El primero de los errores está en relación con el lastre del androcentrismo que identifica lo masculino con lo humano en general y hace invisible lo femenino. Podemos hablar, por ello, de violencia simbólica. Los ensayos clínicos han utilizado a los hombres como prototipos poblacionales y los resultados obtenidos los infieren a las mujeres27. Por ello muchos de los fármacos, que salen al mercado, nunca han sido testados en mujeres fértiles. Se asume que la eficacia y seguridad serán equiparables a la de los hombres. Parece mentira que no se haya caído en la cuenta de que los diferentes parámetros farmacocinéticos así como los farmacodinámicos pueden mostrar diferencias significativas dependientes del sexo28. La mejor manera de entenderlo es mediante algún ejemplo25 como puede ser la sintomatología del síndrome coronario agudo. Se asumió como cuadro «típico» o «de libro» el que consistía en dolor opresivo retroesternal que irradia al hombro y miembro superior izquierdos. Sin embargo, las mujeres con mucha más frecuencia que los hombres, tienen síntomas «atípicos» (disnea, dolor mandibular…) por lo que, en ellas, tarda más tiempo en diagnosticarse el evento y, en consecuencia, su pronóstico se ensombrece.

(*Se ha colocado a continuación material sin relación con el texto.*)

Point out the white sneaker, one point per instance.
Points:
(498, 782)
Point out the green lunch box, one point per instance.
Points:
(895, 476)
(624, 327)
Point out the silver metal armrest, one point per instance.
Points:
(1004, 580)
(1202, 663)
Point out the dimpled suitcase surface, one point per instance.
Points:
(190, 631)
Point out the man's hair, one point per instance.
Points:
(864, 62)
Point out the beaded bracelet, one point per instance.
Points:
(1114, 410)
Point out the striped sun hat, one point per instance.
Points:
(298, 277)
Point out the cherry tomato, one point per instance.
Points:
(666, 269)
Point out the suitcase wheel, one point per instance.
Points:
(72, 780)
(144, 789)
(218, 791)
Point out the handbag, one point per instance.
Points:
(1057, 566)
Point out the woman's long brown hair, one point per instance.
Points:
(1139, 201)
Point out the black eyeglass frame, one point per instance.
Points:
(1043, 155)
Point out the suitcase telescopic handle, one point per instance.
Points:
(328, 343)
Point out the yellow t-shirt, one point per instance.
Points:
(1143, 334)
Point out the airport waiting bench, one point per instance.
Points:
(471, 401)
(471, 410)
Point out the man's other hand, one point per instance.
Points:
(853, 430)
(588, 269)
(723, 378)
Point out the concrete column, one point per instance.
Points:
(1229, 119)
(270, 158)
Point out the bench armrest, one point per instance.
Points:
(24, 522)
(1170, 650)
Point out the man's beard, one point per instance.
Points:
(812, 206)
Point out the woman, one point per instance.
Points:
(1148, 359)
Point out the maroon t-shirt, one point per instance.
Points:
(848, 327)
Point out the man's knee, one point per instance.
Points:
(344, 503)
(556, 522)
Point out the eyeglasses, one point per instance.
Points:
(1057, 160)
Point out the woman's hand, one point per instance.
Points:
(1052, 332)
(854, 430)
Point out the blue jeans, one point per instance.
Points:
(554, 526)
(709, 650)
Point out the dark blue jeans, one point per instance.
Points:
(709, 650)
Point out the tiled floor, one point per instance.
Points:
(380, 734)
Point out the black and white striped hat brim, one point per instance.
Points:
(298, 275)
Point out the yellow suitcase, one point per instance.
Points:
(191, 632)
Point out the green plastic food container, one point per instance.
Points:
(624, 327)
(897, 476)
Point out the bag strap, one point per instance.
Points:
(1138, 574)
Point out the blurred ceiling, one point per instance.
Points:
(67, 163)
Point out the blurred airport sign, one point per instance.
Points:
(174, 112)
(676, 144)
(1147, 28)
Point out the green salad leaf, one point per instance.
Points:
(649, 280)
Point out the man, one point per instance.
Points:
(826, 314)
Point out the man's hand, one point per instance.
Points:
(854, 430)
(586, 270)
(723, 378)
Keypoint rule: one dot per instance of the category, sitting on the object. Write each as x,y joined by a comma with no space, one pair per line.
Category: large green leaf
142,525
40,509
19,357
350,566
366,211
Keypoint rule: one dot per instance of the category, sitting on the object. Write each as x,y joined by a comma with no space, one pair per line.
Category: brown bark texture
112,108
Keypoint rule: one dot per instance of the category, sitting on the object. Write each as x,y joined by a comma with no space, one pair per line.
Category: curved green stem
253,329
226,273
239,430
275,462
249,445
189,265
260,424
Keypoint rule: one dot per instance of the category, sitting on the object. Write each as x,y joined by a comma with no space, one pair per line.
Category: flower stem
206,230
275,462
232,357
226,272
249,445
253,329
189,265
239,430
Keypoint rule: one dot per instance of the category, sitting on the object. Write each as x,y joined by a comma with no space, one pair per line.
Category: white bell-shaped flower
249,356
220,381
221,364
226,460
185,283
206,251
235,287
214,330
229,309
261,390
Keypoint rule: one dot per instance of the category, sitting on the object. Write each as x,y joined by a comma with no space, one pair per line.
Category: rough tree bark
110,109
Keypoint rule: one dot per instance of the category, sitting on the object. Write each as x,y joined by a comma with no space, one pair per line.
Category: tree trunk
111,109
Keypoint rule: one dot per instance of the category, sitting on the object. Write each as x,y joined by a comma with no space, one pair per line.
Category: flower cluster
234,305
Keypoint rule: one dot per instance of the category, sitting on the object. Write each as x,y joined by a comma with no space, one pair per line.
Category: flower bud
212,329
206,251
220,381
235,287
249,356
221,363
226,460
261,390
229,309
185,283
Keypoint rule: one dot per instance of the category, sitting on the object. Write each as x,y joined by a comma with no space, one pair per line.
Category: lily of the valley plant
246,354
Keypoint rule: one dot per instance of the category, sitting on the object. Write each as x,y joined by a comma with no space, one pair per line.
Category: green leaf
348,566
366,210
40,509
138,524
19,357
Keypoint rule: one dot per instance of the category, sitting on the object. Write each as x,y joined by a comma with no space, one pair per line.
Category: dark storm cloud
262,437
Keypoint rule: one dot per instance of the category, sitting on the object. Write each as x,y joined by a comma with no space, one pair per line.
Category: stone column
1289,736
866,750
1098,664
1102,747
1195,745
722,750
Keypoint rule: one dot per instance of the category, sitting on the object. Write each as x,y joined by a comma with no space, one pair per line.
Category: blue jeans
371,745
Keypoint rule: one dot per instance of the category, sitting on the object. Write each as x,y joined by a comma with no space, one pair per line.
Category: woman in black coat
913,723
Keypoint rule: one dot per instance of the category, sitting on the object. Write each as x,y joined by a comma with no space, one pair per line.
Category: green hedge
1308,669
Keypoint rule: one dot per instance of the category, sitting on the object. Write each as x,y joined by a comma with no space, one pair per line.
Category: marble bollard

El segundo error, al establecer de forma incorrecta diferencias entre mujeres y hombres, crea un doble estándar que sesga la práctica médica25. El doble estándar hace referencia a que signos, síntomas, datos analíticos o comportamientos idénticos tengan una consideración o interpretación diferente según el sexo del paciente. Así por ejemplo, los valores de referencia de la ferritina se consideran más bajos en la mujer lo que propicia el infradiagnóstico de anemias25.

Otros aspectos

En algunas autonomías con el auge de la inmigración, miembros de determinados colectivos por motivos socioculturales, comenzaron a realizar solicitudes controvertidas a los profesionales de la salud: ¿debe un médico o una médica hacer un certificado de virginidad?, ¿en los centros sanitarios se debe atender la solicitud de las pacientes que quieren ser atendidas exclusivamente por mujeres? El Comité Consultivo de Bioética de Cataluña29 ha reflexionado sobre estos aspectos. Entendida la virginidad como la ausencia de relaciones sexuales, no puede diagnosticarse ya que ni la exploración física ni ningún tipo de prueba complementaria proporcionan esta información. Además, una solicitud de este tipo, no tiene nada que ver con el estado de salud o de enfermedad de una persona y dicha actividad no consiste en una intervención sanitaria. En lo relativo a la solicitud de que sólo pueda ser una profesional la que realice la atención sanitaria, decir que de forma genérica, el servicio de salud considera como un derecho la elección de médico o médica, sin bien en la vida real esto no será siempre posible.

Conflicto de intereses

Los autores declaran no tener ningún conflicto de intereses.